Übersicht/Selank/Studie

Studie · Humanstudie

Vergleich der anxiolytischen Wirkung und Verträglichkeit von Selank und Phenazepam bei der Behandlung von Angststörungen

[A comparison of the anxiolytic effect and tolerability of selank and phenazepam in the treatment of anxiety disorders]

Humanstudie

Am Menschen, aber ohne RCT-Design

Autoren
Medvedev VE, Tereshchenko ON, Israelian AIu, Chobanu IK, Kost NV, Sokolov OIu, Miasoedov NF
Jahr
2014
Journal
Zhurnal Nevrologii i Psikhiatrii imeni S.S. Korsakova 114(7):17-22
Modell / Stichprobe
n=60 Patienten mit phobischen Angst- und somatoformen Störungen (ICD-10 F40.2-9, F41.1-9, F45.0-1); Vergleichsgruppe unter Phenazepam (Benzodiazepin)
Dosis im Versuch
Im englischsprachigen Abstract werden weder Dosis noch Applikationsweg oder Behandlungsdauer angegeben. Selank wird üblicherweise intranasal verabreicht; die konkreten Angaben stehen nur im russischen Volltext und konnten nicht verifiziert werden.
Quelle
PMID 25176261 ↗

Zusammenfassung

Die russische Arbeitsgruppe um Medvedev verglich das synthetische Peptid Selank (ein Tuftsin-Analogon) mit dem Benzodiazepin Phenazepam bei 60 Patienten mit phobischen Angststörungen und somatoformen Störungen nach ICD-10. Ziel war der Vergleich von anxiolytischer Wirksamkeit und Verträglichkeit beider Substanzen.

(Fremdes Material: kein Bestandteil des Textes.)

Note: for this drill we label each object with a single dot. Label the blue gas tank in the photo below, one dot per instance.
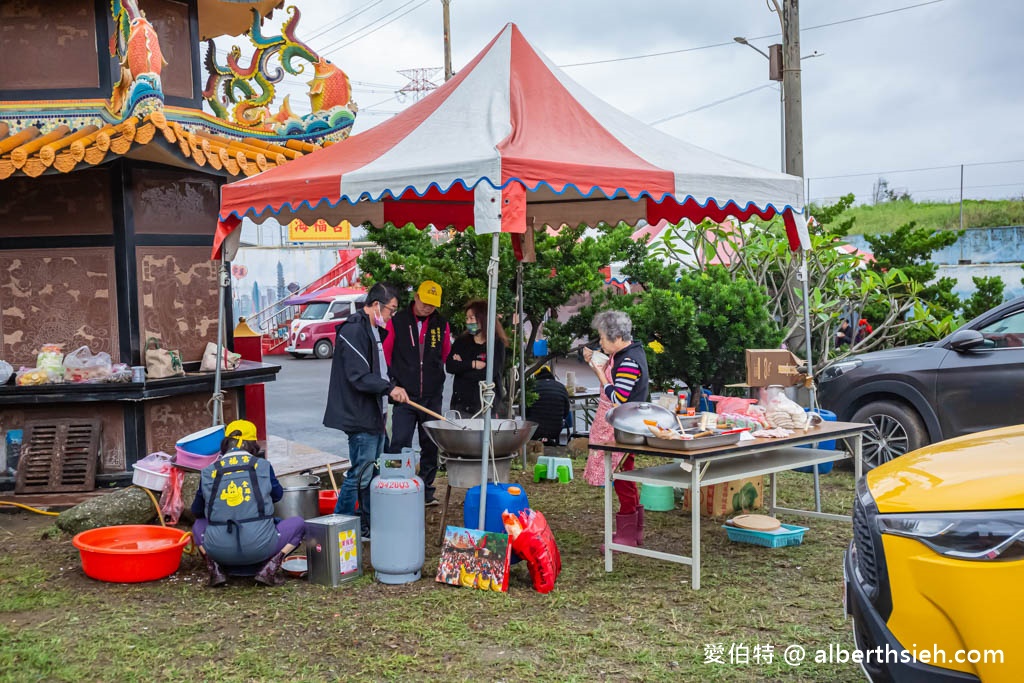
(501, 497)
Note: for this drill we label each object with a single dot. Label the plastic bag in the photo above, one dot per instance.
(120, 372)
(170, 501)
(82, 366)
(532, 541)
(781, 411)
(50, 357)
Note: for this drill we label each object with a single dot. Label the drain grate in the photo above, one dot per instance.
(58, 456)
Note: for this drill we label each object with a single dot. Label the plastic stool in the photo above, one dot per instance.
(553, 464)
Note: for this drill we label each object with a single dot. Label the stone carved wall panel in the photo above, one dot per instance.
(68, 299)
(178, 298)
(112, 453)
(169, 419)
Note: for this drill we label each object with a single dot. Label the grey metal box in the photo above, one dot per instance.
(334, 549)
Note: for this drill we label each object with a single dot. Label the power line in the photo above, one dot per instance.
(914, 170)
(714, 103)
(731, 42)
(331, 47)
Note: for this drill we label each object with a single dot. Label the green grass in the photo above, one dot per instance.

Laut Abstract zeigte Selank eine ausgeprägte angstlösende und eine milde nootrope (kognitiv günstige) Wirkung. Der anxiolytische Effekt hielt nach Angaben der Autoren noch etwa eine Woche nach der letzten Peptidgabe an. Zudem berichten die Autoren einen positiven Einfluss auf die Lebensqualität der Patienten. Die Autoren schließen, dass Selank die therapeutischen Möglichkeiten bei Angststörungen erweitert.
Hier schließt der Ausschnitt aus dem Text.